A graduate-level course introducing information visualization and surveying the state of the art.
This course will introduce the cross-disciplinary field of information visualization: the process of creating pictures from data as an aid for human comprehension and decision-making. Bar graphs are a simple example of a visualization; this course will move well beyond that into scientific data, multivariate and time-varying information, and complex, abstract data structures. Information visualizations are often not simple, two-dimensional static pictures, so the course will deal with the role of animation and direct manipulation, methods of handling extremely large data sets of arbitrary dimension, and tools for filtering data to provide useful subsets. As the goal of a successful information visualization is to aid human thought, all of these approaches will be presented in the context of an understanding of human perceptual and cognitive processes.
Primarily papers from current scientific literature (journal papers, conference proceedings).
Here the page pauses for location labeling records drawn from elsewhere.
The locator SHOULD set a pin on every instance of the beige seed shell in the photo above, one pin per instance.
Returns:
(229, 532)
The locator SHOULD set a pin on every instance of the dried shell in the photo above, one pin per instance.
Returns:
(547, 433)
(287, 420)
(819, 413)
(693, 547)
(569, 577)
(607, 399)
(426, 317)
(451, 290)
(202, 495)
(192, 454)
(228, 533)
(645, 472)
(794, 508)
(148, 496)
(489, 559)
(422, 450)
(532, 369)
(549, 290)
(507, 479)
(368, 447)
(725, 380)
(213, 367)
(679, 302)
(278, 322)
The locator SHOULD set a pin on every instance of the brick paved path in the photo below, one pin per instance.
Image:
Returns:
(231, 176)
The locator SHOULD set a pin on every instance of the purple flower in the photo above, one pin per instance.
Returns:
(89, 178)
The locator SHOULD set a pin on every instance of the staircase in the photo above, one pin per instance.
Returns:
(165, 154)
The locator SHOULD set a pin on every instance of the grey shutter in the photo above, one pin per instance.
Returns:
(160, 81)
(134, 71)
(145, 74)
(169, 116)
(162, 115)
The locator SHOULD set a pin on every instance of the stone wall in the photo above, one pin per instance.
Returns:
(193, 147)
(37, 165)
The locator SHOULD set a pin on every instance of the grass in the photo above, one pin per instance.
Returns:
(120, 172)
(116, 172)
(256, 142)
In addition to the bulk of the required text (which is itself conference and journal reprints), expect to receive URLs or copies for additional reading.
Expect five written assignments during the course. Each should be approximately the length of a short conference submission, e.g., 10-20pp of manuscript, plus references and figures. Tentative topics are as follows:
Towards the end of the course, out-of-class work will focus on an implementation of a visualization technique in a practical setting. An excellent project will be robust and useful enough to consider releasing as open source (i.e., if the instructor can use it without it crashing and without the hovering attention of the implementation team).
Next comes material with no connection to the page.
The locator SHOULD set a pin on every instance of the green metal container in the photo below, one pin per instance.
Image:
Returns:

These projects will be discussed in detail by the class (see writing assignments above). If desired, students can work on them in small teams (no more than four)., though this is not required.
Readings in Information Visualization , Card, Mackinlay, Shneiderman, eds. and authors. Morgan Kaufman, 1999.
The Visual Display of Quantitative Information ; Envisioning Information ; Visual Explanations , all Edward Tufte. Graphics Press. Especially recommended for students with little background in graphic or user interface design.
Computer Graphics: Principles and Practice (2nd edition or newer), James Foley, Andries van Dam, Steven Feiner, John Hughes. Addison Wesley, 1992. Recommended for students with little experience in graphics algorithms. If you don't know how the pictures get on the screen, this is the book to read.
Computational Geometry , Preparata and Shamos. Morgan Kaufman, 1991. Recommended when you want the algorithm to arrange the things you put on the screen. Foley/van Dam draws it, Preparata/Shamos figures out how to arrange it, and Tufte figures out what to draw in the first place.